CrystalGrower is a tool to develop a greater understanding of how crystals grow at the nanoscale through simulation of crystal habit and surface topography that, in turn, helps predict and control functionality.

Crystals are used in almost every technology that relies on a solid to provide functionality.  For example, crystals are used in the electronic components in a computer or a laser, all pharmaceutical medicines in solid form, catalysts used in the chemicals industry for almost every chemical transformation, materials used for drug delivery, gas storage, wastewater clean-up and much more.

Most of these crystals are produced synthetically, grown in the laboratory to high degree of purity and perfection.  Consequently, understanding and controlling how the crystals grow is of utmost importance.

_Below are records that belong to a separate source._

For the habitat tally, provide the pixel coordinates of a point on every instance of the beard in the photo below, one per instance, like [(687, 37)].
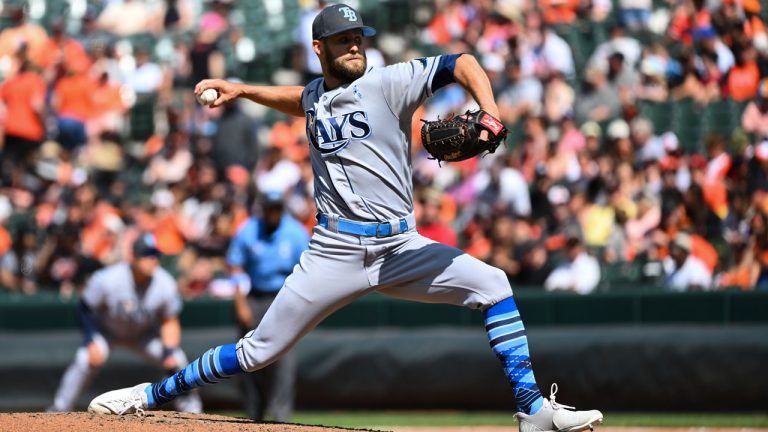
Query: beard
[(343, 70)]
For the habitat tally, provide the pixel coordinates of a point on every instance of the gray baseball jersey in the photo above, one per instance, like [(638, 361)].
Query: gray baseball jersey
[(360, 135), (124, 312)]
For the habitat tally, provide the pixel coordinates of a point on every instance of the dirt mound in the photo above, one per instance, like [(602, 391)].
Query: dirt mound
[(156, 421)]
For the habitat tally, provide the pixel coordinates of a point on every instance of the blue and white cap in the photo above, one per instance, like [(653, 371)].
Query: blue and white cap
[(336, 19), (145, 245)]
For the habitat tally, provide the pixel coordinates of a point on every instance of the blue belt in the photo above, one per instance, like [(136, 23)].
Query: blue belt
[(366, 229)]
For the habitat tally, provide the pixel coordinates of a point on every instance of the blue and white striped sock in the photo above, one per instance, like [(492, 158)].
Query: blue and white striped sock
[(216, 364), (509, 342)]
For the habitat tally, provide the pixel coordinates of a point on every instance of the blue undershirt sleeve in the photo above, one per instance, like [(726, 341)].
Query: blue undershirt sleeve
[(444, 73)]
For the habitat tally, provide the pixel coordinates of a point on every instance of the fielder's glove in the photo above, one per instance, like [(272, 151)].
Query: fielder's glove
[(458, 138)]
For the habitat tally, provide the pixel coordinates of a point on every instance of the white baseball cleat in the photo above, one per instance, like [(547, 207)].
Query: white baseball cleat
[(554, 417), (120, 402)]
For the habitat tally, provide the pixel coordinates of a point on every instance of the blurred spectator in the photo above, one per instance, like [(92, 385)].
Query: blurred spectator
[(692, 82), (72, 101), (430, 224), (235, 141), (635, 13), (522, 95), (619, 42), (275, 173), (684, 271), (649, 147), (743, 80), (744, 271), (63, 264), (129, 17), (580, 273), (22, 40), (543, 52), (600, 100), (755, 117), (19, 265), (23, 97), (559, 11)]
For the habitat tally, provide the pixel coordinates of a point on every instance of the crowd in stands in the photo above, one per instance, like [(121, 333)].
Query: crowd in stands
[(637, 156)]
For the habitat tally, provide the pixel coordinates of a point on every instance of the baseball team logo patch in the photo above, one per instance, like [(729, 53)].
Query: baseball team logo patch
[(348, 13)]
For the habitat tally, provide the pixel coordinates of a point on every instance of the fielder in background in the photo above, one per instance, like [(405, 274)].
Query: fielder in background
[(133, 305), (261, 255), (359, 122)]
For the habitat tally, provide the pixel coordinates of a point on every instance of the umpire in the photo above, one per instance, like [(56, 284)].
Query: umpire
[(261, 255)]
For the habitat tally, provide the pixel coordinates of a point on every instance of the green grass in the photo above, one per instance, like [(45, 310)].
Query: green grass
[(384, 419)]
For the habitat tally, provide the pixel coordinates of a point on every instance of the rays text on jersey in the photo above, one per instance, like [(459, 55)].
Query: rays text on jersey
[(330, 135)]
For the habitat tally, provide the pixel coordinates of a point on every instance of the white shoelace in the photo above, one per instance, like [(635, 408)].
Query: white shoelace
[(135, 404), (555, 405)]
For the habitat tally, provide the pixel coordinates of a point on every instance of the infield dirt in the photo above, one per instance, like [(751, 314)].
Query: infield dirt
[(166, 421)]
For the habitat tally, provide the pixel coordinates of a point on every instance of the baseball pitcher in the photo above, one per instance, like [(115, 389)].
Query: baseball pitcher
[(358, 125)]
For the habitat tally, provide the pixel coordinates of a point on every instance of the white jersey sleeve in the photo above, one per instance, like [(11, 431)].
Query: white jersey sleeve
[(408, 85)]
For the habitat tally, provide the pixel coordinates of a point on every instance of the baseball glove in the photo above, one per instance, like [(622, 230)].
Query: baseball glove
[(458, 137)]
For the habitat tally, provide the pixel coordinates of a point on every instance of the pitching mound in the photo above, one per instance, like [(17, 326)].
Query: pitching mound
[(155, 421)]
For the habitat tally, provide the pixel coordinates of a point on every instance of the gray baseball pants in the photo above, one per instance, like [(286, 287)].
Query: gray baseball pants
[(339, 268), (271, 389)]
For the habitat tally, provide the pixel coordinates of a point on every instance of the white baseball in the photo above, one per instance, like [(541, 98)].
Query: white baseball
[(207, 97)]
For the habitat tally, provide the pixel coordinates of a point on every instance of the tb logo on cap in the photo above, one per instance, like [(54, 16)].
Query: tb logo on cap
[(348, 13)]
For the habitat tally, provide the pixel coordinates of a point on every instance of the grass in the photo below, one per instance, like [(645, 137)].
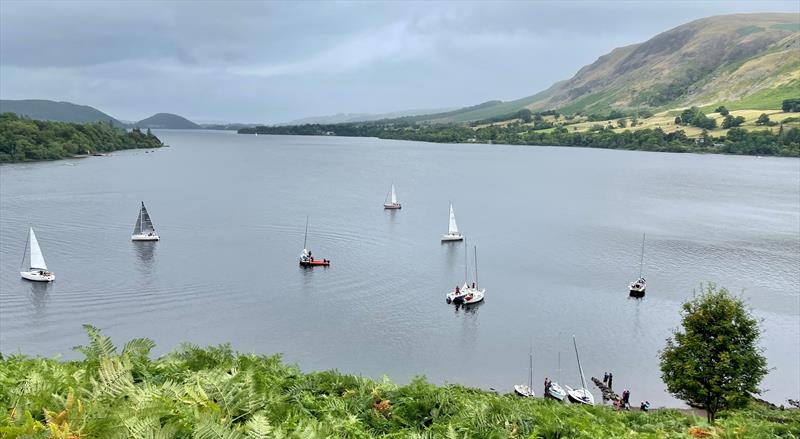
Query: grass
[(216, 393)]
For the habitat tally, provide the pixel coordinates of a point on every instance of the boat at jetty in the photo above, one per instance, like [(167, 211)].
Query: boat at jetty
[(637, 289), (582, 395), (36, 267), (527, 390), (144, 230), (391, 200), (306, 258), (452, 229)]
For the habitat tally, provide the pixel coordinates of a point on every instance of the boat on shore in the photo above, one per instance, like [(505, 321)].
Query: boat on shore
[(36, 268), (144, 230), (452, 229), (307, 258), (391, 200), (637, 289)]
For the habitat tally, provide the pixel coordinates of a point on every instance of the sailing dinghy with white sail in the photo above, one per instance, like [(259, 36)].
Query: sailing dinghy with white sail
[(527, 390), (582, 395), (33, 260), (452, 229), (144, 230), (391, 200)]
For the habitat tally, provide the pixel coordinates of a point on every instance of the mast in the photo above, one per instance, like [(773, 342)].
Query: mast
[(583, 380), (641, 261), (305, 238)]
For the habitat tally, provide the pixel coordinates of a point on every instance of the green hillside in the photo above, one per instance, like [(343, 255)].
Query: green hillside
[(167, 120), (40, 109)]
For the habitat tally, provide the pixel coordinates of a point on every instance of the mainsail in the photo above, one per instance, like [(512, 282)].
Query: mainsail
[(37, 258), (453, 227), (143, 223)]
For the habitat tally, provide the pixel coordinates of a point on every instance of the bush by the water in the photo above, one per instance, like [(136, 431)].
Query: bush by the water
[(24, 139), (215, 393)]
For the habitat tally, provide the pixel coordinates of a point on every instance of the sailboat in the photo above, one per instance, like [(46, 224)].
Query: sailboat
[(554, 390), (452, 229), (582, 395), (144, 230), (37, 268), (638, 288), (522, 389), (306, 258), (391, 200)]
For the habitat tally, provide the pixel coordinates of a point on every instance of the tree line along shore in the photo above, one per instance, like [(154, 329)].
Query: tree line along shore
[(23, 140)]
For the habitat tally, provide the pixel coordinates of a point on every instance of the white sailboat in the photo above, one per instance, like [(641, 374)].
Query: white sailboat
[(527, 390), (144, 230), (391, 200), (582, 395), (637, 289), (452, 228), (36, 267)]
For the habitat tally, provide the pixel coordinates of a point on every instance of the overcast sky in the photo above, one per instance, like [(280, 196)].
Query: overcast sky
[(255, 61)]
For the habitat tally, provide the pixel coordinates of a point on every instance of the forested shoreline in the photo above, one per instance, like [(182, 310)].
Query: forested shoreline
[(23, 140), (737, 141)]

CrystalGrower, developed at The University of Manchester, is the first software available capable of simulating how ANY crystal grows at the molecular level. This gives unprecedented insight into the fine details of the growth mechanism and has the potential to help industry and academia better understand and control their crystal growth protocols.

Any minor improvement to an industrial process that is producing megatonnes of crystals can be a major cost saving. There is no direct competitor for this methodology at present.

Crystalline material with functionality, such as silicon chips in computers, pharmaceutical medicines or catalysts, relies on the quality of the crystal in order to perform the necessary function.

For example, when you are sold a drug by the pharmaceutical industry, it must not only be pure in order not to cause side effects, but it must also have the correct crystal morphology. This is usually well defined and results from the natural process of growth of the crystal.

When a drug is administered, either orally or intravenously, the solid must dissolve at the correct rate in order to be delivered before it passes out of the body, but the rate of this dissolution depends on the shape of the crystal. Controlling the shape is a very difficult process because the crystal always wants to form in a certain shape and making other, preferable shapes requires intervention at the molecular scale.